Esta es la primera colaboración a mi blog, por el buenazo de Norman.  Y dice así:



“Es administrador de empresas” dijo Johana la otra vez en el almuerzo. Fue de esas situaciones en las que al empleador le da por hacernos sentir mejor llevándonos a algún sitio a dónde él va casi todos los días a comer. En ese día escuché decirle eso a sus dos amigas sin esforzarme por el chisme mientras cortaban pedazos pequeñitos de carne y los dejaban al lado de la ensalada. Ellas ponían mucha atención y yo me daba cuenta como volteaba los ojos describiendo las características que le gustan del tipo. Johana es delgada, con una cara redonda que esconde detrás de incontables combinaciones de sombras y rubores, caros, eso sí, y una nariz chata y gordita que trata de disimular con otras cosas en su vestuario. Es bonita porque se lo propone: entre sus iluminaciones en el cabello y la alisada del mismo como los pantalones ajustados siempre y la blusa que deja ver el volumen de sus tetas sin usar escote para no decepcionar a la gente, porque el engaño, la ilusión hay que saber administrarla.

Mauricio tiene una mirada que parece le hubieran heredado los zorros y, como ellos, la nariz puntiaguda y la picardía que hace reír mucho a las mujeres. A veces se pasa y divaga sobre el sabor de las areolas de María frente a ella, o comenta el tamaño de sus genitales cuando ve a  alguna mujer que considere accesible, lo que en su mente es un grupo bastante grande de gente. Casi todo el piso. Mauricio habla la mayoría del tiempo de fútbol y escucha siempre regaeton. Trata de hacerme conversación con la alineación de cualquier equipo que no tengo en la cabeza y luego celebra como suyos los goles que canta la radio. El puño en alto, la sonrisa que tiene como tatuada en la cara, la soberbia que irradia sin tener que mediar palabras.

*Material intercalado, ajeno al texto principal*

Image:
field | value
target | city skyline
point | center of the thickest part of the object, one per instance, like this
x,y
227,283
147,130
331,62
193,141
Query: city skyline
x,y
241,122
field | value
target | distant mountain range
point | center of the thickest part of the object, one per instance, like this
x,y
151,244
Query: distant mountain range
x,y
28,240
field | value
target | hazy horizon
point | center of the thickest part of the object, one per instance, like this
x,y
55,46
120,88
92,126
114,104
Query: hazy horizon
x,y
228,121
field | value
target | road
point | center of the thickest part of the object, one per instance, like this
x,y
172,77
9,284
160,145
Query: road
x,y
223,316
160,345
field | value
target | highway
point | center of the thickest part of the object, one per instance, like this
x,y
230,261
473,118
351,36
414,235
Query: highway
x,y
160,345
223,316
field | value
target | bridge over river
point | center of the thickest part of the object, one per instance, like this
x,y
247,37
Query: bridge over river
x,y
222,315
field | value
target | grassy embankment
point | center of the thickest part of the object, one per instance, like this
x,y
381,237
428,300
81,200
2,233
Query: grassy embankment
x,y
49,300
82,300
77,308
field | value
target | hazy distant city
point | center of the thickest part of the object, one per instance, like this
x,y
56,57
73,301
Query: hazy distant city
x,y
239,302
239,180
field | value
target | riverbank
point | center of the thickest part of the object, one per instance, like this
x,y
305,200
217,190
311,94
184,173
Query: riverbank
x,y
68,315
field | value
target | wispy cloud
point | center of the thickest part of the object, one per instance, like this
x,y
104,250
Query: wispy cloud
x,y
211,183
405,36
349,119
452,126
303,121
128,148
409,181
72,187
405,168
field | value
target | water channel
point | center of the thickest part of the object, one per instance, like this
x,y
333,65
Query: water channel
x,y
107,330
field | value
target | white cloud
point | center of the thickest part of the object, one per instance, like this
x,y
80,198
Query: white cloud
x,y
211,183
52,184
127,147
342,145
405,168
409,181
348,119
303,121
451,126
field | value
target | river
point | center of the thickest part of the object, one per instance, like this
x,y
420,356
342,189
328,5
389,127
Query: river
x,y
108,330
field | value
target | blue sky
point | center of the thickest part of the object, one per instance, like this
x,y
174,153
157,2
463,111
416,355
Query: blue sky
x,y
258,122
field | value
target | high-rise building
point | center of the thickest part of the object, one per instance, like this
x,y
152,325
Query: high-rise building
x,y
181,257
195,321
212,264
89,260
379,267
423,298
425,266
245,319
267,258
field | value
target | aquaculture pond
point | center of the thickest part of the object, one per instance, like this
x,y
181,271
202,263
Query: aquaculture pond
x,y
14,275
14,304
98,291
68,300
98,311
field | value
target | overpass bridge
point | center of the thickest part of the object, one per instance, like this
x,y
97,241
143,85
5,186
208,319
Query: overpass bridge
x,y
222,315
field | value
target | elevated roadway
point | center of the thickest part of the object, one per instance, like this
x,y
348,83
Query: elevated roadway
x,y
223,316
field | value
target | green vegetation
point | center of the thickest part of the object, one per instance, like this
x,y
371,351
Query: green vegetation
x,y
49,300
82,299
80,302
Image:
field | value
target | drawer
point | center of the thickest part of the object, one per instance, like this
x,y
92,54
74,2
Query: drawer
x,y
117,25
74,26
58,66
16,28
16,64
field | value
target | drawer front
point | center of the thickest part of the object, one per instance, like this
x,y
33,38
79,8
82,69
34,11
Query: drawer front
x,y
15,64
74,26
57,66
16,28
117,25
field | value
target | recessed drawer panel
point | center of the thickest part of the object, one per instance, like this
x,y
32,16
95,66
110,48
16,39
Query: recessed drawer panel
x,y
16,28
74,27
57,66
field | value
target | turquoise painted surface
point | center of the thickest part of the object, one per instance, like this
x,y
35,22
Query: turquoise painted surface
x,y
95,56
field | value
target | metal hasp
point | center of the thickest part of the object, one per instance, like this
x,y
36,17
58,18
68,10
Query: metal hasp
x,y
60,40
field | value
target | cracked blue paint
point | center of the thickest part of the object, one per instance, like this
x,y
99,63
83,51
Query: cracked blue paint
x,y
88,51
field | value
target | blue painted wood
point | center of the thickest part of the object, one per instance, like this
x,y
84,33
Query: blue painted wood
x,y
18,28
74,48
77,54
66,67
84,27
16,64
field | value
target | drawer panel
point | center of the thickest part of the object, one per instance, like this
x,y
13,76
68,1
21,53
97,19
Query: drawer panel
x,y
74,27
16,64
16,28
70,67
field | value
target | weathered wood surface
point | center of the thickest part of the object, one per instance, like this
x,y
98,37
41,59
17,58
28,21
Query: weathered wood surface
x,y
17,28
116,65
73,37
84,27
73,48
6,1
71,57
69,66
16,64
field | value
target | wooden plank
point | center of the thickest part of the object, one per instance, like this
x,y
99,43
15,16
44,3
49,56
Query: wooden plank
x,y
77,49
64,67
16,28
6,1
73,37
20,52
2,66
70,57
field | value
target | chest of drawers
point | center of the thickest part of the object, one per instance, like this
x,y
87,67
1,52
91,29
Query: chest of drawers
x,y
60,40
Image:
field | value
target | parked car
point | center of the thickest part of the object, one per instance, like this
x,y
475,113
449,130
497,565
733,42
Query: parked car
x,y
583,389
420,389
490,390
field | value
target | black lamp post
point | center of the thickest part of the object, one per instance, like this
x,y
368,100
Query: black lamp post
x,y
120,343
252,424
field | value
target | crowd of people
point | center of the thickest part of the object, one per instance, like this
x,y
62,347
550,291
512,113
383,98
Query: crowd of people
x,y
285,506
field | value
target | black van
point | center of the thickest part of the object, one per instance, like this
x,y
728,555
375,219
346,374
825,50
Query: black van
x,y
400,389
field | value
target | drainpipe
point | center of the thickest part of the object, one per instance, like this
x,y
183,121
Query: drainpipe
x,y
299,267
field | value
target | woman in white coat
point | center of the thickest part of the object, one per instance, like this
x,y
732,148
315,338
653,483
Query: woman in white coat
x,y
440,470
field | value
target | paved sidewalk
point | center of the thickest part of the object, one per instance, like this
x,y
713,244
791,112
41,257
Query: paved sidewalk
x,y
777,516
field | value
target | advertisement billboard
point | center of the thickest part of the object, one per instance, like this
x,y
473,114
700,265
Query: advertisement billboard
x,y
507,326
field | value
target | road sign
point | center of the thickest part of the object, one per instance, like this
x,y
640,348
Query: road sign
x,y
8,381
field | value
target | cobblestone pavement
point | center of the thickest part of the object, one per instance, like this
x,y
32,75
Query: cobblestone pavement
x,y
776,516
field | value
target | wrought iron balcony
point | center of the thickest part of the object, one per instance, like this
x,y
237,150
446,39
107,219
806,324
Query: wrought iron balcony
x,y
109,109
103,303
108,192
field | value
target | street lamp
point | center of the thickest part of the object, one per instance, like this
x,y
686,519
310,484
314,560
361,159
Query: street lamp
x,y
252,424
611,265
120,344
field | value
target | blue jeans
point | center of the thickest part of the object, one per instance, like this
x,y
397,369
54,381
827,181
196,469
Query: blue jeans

Hace unos días comenzaron a hablar, por un amigo en común que no es tanto amigo sino conocido por el trato y por los niveles de socialización de nuestras áreas, solamente un cargo ejecutivo que puede cumplir cualquier persona a la que, ahora, le exigen también ser agradable y afable para dejarse tratar. Daniel los relacionó y desde ese día Mauricio trata de hablar con ella aplicando las tácticas que le ha enseñado la vida para desvestir mujeres ignorando, tal vez, que lo mejor no es quitar la ropa sino saberlo hacer.

Mauricio, Mao, como le dice ella luego de una semana, la hace reír y le toma la cintura cuando la saluda con un beso marcándolo fuertemente en sus mejillas donde luego se ve el daño que hace tanta fuerza a la armadura que Johanna se aplica pacientemente por la mañana y que luego, a medio día, va al baño a renovar. La mano suya, la de él, siempre busca las de ella cuando habla, y cuando caminan juntos la posa en ese límite de  la cadera con la nalga que va borrando con la punta de los dedos. Johana, decente, querida, le quita suavemente la mano de su cintura cogiéndolo de la chaqueta con dos dedos, como quién retira un trapo húmedo  mientras él abre la mano pensando si agarrarle el culo o metérsela en su propio bolsillo. Da unos pasos con la duda en el aire sin que ella se lo imagine.

La otra vez, en el almuerzo, Mauricio le decía a Daniel que la tenía “de un pelo”. Que “ya casi, eso toca es con mañita porque es toda refinada” y se reían como si los zorros y las hienas fueran grandes amigos.  Mauricio no es administrador de empresas, pero no se lo han dicho.